It took Youngstown lawmakers four years to get from talking about traffic cameras to voting to place them in school zones, but the Ohio General Assembly may have the final say on the issue.
About a week after Youngstown City Council unanimously voted to install 10 cameras in school areas this summer, the House Transportation, Public Safety and Homeland Security Committee Wednesday approved legislation to prohibit communities from using traffic cameras to enforce speeding laws and red lights. The measure, which law enforcement officials strongly opposed, has been sent to the full House.
Speaker William G. Batchelder, R-Medina, said a vote could be held before the General Assembly breaks for the summer. The legislation would then move to the Senate, where President Keith Farber, R-Celina, says he does not yet have a gauge on the bill’s chances, according to the Cleveland Plain Dealer.
If the measure becomes law, it would block the use of automated cameras and radar equipment, but would permit mobile cameras in school zones, so long as there are signs alerting drivers to their use and an officer is present to monitor the equipment, the Plain Dealer reported.
Given the uncertainty, Youngstown’s law department may want to explore its options, including the use of mobile cameras.
Proponents of traffic cameras, led by law enforcement agencies, argue that the streets have been made safer.

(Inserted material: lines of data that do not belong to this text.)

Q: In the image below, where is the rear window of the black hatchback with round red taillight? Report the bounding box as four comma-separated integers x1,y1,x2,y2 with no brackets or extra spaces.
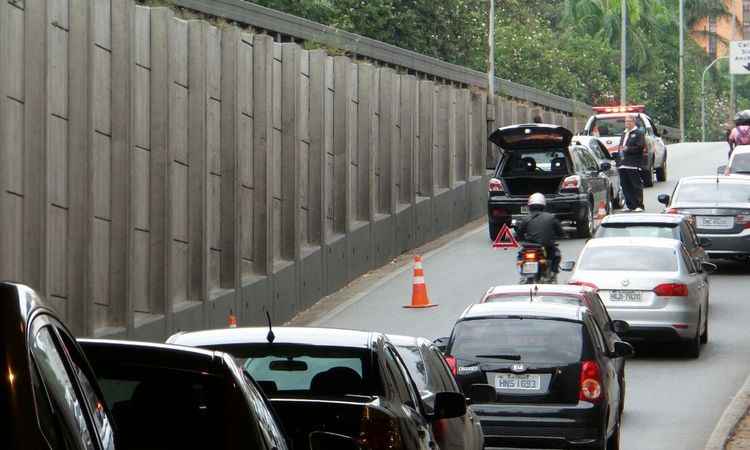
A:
450,317,583,364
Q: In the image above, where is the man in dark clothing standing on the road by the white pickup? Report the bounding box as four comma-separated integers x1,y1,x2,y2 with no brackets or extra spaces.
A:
617,116,646,211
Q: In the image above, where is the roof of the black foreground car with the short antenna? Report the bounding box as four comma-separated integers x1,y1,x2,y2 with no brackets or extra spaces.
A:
172,327,382,348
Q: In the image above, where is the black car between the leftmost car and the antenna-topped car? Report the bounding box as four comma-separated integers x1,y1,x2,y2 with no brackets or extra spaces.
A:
78,339,290,450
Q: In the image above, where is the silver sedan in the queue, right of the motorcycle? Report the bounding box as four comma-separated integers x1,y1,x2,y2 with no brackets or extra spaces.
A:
563,238,716,358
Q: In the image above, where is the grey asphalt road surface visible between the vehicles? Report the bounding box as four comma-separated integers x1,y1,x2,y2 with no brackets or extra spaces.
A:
318,144,750,450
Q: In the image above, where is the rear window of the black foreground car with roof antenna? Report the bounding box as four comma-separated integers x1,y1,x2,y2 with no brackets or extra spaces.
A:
206,344,381,397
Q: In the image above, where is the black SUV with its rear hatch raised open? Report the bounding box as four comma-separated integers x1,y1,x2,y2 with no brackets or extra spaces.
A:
488,124,612,239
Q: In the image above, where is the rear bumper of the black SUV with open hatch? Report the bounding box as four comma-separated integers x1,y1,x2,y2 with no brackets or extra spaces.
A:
487,194,589,225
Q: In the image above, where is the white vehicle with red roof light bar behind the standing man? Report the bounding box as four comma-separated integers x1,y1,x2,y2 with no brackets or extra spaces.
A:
582,105,667,187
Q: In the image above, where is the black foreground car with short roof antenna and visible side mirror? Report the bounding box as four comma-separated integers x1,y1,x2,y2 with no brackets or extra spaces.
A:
168,327,466,450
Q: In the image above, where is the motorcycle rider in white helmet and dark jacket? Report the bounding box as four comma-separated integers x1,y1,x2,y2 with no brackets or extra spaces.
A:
516,192,563,275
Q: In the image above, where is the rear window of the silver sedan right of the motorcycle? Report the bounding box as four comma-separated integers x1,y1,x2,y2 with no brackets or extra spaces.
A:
578,245,677,272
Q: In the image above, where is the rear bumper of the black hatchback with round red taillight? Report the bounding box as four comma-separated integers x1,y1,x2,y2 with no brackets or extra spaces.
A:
472,402,606,448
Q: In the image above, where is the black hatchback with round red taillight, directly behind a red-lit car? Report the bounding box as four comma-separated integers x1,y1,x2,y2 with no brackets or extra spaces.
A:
446,301,633,450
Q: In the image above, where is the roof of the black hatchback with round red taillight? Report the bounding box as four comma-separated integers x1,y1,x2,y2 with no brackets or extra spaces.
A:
459,302,588,321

But critics contend that citizens are denied due process that they would be guaranteed if their traffic ticket had been issued by a police officer.

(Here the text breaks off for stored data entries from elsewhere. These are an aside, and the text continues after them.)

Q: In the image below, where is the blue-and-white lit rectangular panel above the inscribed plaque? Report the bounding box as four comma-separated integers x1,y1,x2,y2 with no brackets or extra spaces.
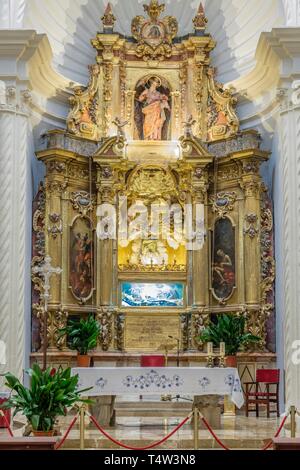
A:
122,282,184,307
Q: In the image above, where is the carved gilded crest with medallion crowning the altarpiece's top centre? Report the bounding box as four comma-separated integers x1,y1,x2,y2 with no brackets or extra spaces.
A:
131,0,178,61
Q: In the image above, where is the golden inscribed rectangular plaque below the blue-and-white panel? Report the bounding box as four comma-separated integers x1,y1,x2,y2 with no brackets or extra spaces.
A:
125,315,180,352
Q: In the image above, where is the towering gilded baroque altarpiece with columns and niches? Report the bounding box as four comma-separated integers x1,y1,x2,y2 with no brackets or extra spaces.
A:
32,0,275,364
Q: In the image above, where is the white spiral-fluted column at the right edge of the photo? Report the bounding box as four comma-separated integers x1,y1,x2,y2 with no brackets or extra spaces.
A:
277,82,300,410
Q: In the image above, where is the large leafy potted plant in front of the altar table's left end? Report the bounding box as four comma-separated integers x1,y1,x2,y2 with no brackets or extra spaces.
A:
2,364,90,437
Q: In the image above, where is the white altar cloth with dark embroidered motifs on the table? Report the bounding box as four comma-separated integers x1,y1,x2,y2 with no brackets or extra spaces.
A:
72,367,244,408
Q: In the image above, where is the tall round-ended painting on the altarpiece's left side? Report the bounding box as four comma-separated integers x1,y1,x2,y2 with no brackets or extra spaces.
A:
70,218,93,300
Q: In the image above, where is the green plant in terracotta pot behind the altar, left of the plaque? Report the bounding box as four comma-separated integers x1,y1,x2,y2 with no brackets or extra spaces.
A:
60,315,100,367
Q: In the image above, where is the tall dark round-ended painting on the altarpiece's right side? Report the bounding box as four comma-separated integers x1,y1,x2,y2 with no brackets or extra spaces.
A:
212,218,236,300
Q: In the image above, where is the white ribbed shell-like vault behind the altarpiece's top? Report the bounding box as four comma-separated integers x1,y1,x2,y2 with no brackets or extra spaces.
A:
24,0,284,84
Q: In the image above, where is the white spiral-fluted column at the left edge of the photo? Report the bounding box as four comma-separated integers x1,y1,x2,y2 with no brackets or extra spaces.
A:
0,81,31,386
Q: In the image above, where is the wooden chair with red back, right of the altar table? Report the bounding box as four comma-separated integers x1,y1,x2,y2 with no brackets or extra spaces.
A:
245,369,280,418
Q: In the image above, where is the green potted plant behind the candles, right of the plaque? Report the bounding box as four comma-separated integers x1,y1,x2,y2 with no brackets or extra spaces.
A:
199,314,261,367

But while Youngstown may be facing a setback with the installation of the traffic cameras, there is nothing to prevent the administration of Mayor Charles Sammarone from proceeding with the installation of surveillance cameras on West Federal Street downtown and on the South Side near St. Dominic Church.
The city has been seeking proposals and should move quickly to make the project a reality.
As we have noted in this space, surveillance cameras have not only proved to be a deterrent to crime in cities around the country that are using them extensively, but are also an important investigative tool when a crime is committed.
Yes, we have long worried about the cost a free society must bear in the name of safety. Civil liberties are not to be surrendered lightly. But we also acknowledge that the reality on the ground requires drastic action.
As the temperature rises, so will the crime rate in the city of Youngstown.